“How emotional IS Donald Trump?” and other quantifiable markers for people who (professionally) dwell on the past

This is Blog 1 of 3 for the Fall 2017 ChiPy Mentorship, where mentees post regular updates for their projects.

Hello! This is my first blog for the Fall 2017 ChiPy Mentorship, which I’ll be participating in up through December 2017. Before we get started, some quick background, which may help explain why I’ve chosen to inflict the unforgiving task of analyzing tweets on myself:

Background

Never let a historian tell you that they’re clever at naming things.
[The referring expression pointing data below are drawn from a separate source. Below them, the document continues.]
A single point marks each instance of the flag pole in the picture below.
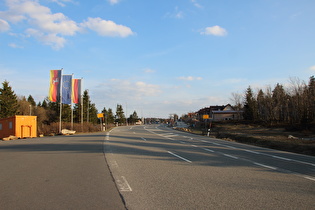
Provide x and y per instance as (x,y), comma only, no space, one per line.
(81,104)
(60,100)
(71,102)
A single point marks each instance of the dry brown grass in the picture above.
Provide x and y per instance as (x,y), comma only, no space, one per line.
(275,138)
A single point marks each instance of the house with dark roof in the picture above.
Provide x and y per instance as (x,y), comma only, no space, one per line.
(219,113)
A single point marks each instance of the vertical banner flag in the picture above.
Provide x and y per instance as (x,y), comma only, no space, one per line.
(76,91)
(66,89)
(54,88)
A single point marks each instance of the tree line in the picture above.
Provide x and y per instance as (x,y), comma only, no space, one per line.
(48,113)
(293,105)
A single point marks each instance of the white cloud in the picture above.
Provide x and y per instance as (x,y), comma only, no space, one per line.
(190,78)
(122,90)
(51,28)
(148,70)
(215,31)
(196,4)
(13,45)
(61,2)
(4,26)
(113,1)
(56,42)
(107,27)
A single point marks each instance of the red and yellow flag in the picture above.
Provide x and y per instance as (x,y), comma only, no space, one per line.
(54,89)
(76,91)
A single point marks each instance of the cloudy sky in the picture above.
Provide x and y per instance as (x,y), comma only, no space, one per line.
(156,57)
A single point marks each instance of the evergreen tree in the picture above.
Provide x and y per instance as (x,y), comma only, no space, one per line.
(93,114)
(120,117)
(8,101)
(31,100)
(133,118)
(110,116)
(250,105)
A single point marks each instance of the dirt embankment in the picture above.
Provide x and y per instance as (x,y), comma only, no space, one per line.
(275,138)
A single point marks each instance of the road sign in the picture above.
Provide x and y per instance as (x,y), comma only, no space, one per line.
(100,115)
(205,116)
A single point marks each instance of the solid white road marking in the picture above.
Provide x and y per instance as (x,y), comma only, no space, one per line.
(251,151)
(180,157)
(265,166)
(123,184)
(209,150)
(231,156)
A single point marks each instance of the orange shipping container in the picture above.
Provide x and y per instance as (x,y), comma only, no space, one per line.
(21,126)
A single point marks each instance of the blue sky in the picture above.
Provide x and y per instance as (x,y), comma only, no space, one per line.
(157,57)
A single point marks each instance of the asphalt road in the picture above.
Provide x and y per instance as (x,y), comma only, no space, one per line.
(62,172)
(159,168)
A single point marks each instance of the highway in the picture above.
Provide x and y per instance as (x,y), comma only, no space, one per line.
(156,167)
(60,172)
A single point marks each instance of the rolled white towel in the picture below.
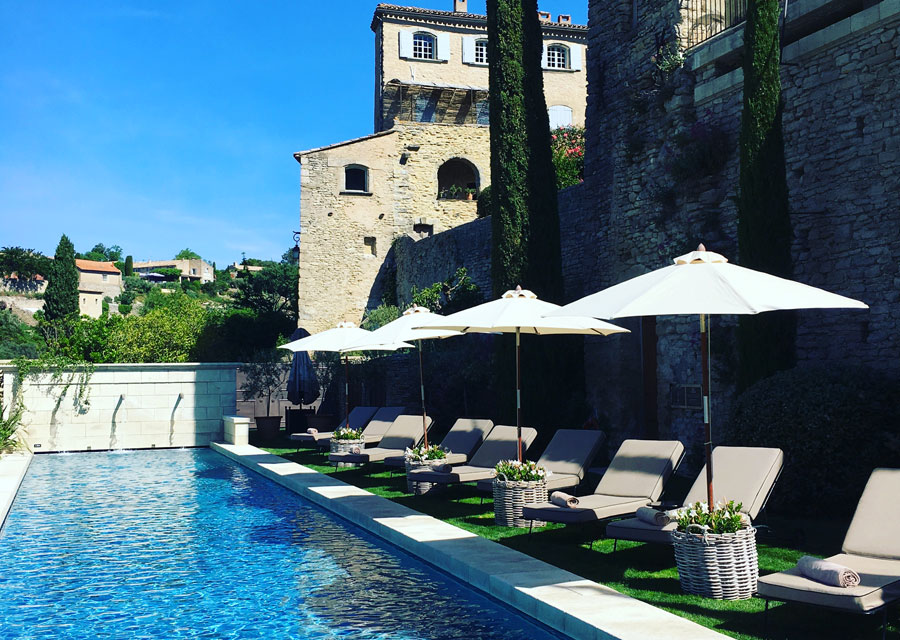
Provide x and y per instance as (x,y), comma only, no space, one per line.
(562,499)
(653,516)
(830,573)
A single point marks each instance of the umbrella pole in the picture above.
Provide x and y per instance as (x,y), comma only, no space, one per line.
(704,389)
(422,388)
(518,394)
(347,389)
  • A few years ago, I graduated from the University of Virginia with a double major in Computer Science and History.
  • If you listen closely, you can hear a soft chorus of, “That’s really interesting,” from the clouds, which is what nearly everyone says when I tell them that. Anyway…
  • Recently, I began attempting to learn Python via CodeAcademy and HackerRank. I’d never used it long-term either in the industry or during college. My primary language is Java, which is great in that it has robust error catching and beautiful, legible stack traces, but is a pain to use web modules or large data processing for. Python, which has been one of the top choices for both of those areas for several years running, was a language I’ve always wanted to pick up. After hearing about the ChiPy mentorship from my first meeting, I applied, and here I am!
  • Oh, and while all this was going on, a lot of politics happened.
  • Which brings me back to the history major I mentioned above. Typically, the areas I focused on involved nationalism run amok in several foreign countries. And as many historians, political scientists, and social scientists have studied, the common rhetoric used during those eras changes considerably; it often becomes more emotional, more knee-jerk, and deliberately sets up a group mentality. One commonly used technique is to refer back to an earlier, uniting event in the nation’s lifetime. These range from relatively benign (Louis Napoleon calling back to his uncle, Napoleon Bonaparte, in France during the mid-1800s) to severely emotional (pro-Serbian rhetoric in the 1980s and 90s, which often referenced Croatian atrocities towards Serbs during WWII. Awkward).
  • In our current political climate, I wondered: what rhetorical quirks might we find our current politicians using, and could we link them back to politicians of the past? The example of Donald Trump using “law and order”, a Nixonian-popularized phrase, is perhaps the best documented. Were the others we could find? Or even just differing word choices and grammatical structures between people on opposite sides of the political realm?

Project

I met with my mentor, Joerg Rings, to hash out some project goals and timelines. After all, the beast does have to be achievable in 2.5 months, and I was someone who had a good programming background, but not much recent experience, and no experience at all when it came to large-scale projects in Python. We had our work cut out for us. Walking into my first meeting with my mentor, my general project idea was to use tweets to look for word and symbol frequencies over time, then compare them to other politicians, but I was well aware there were already some issues with that concept. But hey! That’s what mentors are for, right?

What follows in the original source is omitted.